Há momentos em que a liberdade de expressão e o conjunto de valores que vulgarmente designamos como "cidadania" parecem um enorme equívoco.
O mesmo vale para as noções de "bom senso" e de "mais elementar justiça".
Isto a propósito da condenação do empresário Domingos Névoa ao pagamento de cinco mil Euros por tentativa de corrupção activa do vereador José Sá Fernandes.
Não vou discutir o valor a atribuir ao crime de corromper ou tentar corromper um político em funções. Acho 5 mil Euros um absurdo encorajamento à corrupção, mas acaba por ser um absurdo menor, e quase "natural", no meio do aberrante absurdo da administração da Justiça portuguesa.

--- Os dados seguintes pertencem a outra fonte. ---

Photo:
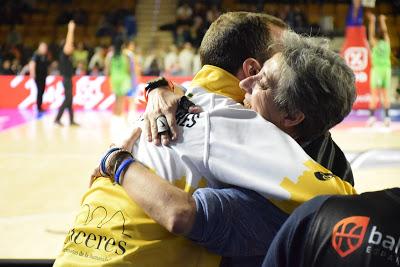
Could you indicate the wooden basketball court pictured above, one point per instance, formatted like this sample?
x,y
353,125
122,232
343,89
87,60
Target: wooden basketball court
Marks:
x,y
46,170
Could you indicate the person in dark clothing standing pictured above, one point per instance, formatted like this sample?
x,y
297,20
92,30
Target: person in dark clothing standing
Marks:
x,y
67,70
38,69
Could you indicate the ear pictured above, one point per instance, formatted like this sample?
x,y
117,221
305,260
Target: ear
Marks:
x,y
251,67
294,120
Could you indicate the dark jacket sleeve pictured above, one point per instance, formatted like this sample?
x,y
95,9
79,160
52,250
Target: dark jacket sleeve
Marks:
x,y
235,222
327,153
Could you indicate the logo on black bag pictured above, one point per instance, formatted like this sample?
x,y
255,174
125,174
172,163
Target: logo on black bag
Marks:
x,y
323,176
348,234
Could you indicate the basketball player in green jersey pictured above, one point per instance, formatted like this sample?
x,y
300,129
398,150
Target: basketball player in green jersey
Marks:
x,y
118,68
381,67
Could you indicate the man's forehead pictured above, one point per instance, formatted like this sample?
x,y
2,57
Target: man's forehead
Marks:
x,y
272,63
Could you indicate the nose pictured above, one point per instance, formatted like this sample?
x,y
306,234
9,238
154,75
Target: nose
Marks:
x,y
247,84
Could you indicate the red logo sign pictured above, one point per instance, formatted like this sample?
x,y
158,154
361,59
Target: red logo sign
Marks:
x,y
348,234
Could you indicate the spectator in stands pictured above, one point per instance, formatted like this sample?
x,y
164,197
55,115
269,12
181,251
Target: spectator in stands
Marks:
x,y
381,70
67,71
53,68
182,35
97,59
118,68
80,69
80,54
38,70
197,31
13,37
183,15
186,59
6,68
196,63
212,15
152,64
171,62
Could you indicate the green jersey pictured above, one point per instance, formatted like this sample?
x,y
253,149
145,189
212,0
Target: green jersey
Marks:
x,y
381,54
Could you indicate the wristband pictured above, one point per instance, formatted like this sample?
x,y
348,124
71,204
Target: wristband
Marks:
x,y
156,84
103,169
124,165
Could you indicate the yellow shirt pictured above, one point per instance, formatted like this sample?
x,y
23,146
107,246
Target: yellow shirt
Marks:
x,y
112,230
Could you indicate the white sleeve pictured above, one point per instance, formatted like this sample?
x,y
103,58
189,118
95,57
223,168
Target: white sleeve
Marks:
x,y
247,151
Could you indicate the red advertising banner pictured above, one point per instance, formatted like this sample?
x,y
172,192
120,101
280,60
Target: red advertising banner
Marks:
x,y
357,55
90,92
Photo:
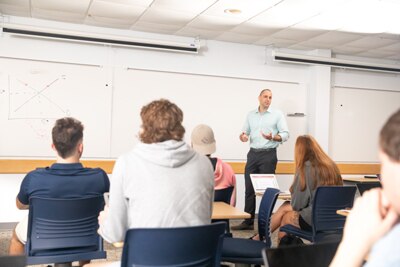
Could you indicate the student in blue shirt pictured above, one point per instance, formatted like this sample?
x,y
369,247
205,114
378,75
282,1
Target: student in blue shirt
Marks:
x,y
266,128
66,178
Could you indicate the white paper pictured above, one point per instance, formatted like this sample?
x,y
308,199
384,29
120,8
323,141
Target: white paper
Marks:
x,y
262,181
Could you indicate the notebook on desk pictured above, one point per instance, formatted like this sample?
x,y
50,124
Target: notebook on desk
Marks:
x,y
263,181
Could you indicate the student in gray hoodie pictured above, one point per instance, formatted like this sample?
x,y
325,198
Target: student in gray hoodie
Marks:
x,y
162,182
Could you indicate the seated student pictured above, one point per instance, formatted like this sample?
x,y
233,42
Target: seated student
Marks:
x,y
313,168
372,228
162,182
66,178
203,142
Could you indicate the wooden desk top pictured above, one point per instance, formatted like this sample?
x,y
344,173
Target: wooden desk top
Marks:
x,y
221,210
281,196
360,180
343,212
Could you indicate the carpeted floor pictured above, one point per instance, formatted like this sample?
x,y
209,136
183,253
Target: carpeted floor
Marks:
x,y
114,254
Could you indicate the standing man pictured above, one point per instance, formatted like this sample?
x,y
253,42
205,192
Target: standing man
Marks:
x,y
66,178
267,128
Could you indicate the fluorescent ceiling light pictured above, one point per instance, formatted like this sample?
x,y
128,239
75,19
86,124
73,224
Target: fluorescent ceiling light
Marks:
x,y
95,38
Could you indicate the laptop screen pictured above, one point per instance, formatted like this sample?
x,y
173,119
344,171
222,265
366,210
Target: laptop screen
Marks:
x,y
314,255
262,181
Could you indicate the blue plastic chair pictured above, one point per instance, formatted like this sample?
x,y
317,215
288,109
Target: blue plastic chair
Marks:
x,y
362,187
61,231
247,251
327,224
178,247
224,195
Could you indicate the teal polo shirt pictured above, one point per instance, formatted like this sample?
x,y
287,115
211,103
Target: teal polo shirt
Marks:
x,y
272,120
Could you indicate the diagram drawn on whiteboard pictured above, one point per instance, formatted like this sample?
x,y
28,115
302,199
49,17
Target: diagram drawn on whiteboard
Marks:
x,y
36,99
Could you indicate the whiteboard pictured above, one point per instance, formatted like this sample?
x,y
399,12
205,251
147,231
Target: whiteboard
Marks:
x,y
34,94
220,102
357,115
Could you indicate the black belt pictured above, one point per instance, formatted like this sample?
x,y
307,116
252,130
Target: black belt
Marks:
x,y
262,149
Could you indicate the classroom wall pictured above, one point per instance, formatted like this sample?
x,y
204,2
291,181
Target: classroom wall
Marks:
x,y
216,58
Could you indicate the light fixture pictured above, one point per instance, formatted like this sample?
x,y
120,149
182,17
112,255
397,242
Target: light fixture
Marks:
x,y
233,11
334,62
95,38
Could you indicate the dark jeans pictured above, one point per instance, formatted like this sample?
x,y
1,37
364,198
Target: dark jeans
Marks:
x,y
258,161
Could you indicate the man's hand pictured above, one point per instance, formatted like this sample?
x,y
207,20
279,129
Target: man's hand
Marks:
x,y
244,137
369,220
266,136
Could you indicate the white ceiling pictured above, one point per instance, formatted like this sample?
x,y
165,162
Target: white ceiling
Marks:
x,y
367,28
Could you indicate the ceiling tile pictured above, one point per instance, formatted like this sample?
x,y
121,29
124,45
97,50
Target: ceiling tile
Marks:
x,y
167,16
21,3
238,38
371,42
154,26
296,34
58,15
347,50
289,12
213,23
254,28
197,6
200,33
109,22
15,10
392,48
78,6
375,53
116,11
275,42
334,38
248,8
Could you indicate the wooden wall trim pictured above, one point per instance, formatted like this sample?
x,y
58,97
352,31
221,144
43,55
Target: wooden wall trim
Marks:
x,y
15,166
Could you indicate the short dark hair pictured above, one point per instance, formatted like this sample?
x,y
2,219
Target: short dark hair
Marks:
x,y
390,137
161,121
67,133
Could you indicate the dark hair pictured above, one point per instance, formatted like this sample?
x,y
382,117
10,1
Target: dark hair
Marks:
x,y
390,137
66,134
161,121
326,170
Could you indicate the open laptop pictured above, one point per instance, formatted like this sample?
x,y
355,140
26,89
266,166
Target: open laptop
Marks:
x,y
314,255
12,261
263,181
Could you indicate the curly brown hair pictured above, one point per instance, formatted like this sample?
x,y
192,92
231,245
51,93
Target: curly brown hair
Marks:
x,y
390,137
161,121
66,134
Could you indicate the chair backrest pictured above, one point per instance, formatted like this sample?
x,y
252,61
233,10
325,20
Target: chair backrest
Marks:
x,y
224,195
13,261
181,246
362,187
63,230
314,255
327,200
264,214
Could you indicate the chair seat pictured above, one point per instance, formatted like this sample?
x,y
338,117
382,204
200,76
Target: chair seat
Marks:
x,y
290,229
242,248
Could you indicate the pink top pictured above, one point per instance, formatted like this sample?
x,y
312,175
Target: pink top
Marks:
x,y
225,177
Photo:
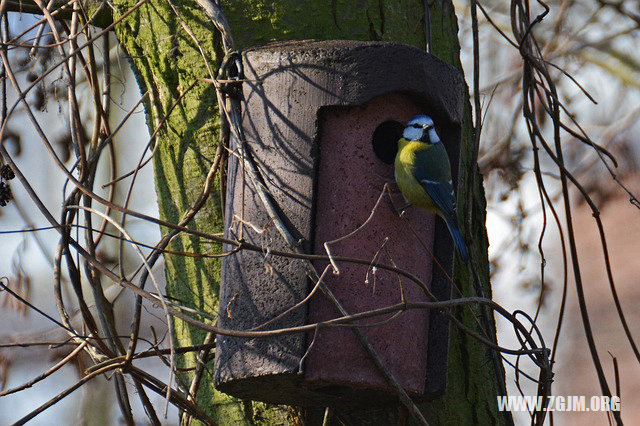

Mas faz confusão ao leigo a profundidade de raciocínio do Juíz.
Névoa tentou comprar Sá Fernandes com 200 mil Euros. Isto, ao que parece, ficou provado.
Este acto, merece ao Juíz, a classificação de "tentativa de corrupção".
Mas não se provou que os 200 mil Euros fossem para que o vereador "violasse os seus deveres".
Para que seria então?
Para violar deveres independentes da condição de vereador, como o de marido, por exemplo?
Mas será que a hipotética aceitação do suborno, mesmo que sem objectivo nenhum de especial, apenas e só porque Névoa "foi com a cara" de Fernandes, não violaria os deveres do vereador? Ou será que os 200 mil Euros, pelo contrário, serviriam para que Fernandes "cumprisse o seu dever"?
E sendo este o caso, não seria Névoa, afinal, a vítima de uma ignóbil tentativa de extorsão se não se tivesse dado o facto incompreensível de Fernandes o ter denunciado?
À luz do raciocínio do Juíz, acaba por ter de se dar razão a Névoa quando reclama que "não fez nada de mal".
E que vai recorrer.
E vai com certeza ganhar o recurso porque numa qualquer das instâncias superiores algum juíz vai mesmo encontrar o inevitável e clássico "erro processual".
Névoa até pode pegar nos 200 mil euros que poupou com o Sá Fernandes e dá-los a outra pessoa qualquer, quiçá, por acaso, a um juiz.
Desde que seja sem qualquer intenção de influenciar o resultado de qualquer julgamento, que fique já bem claro.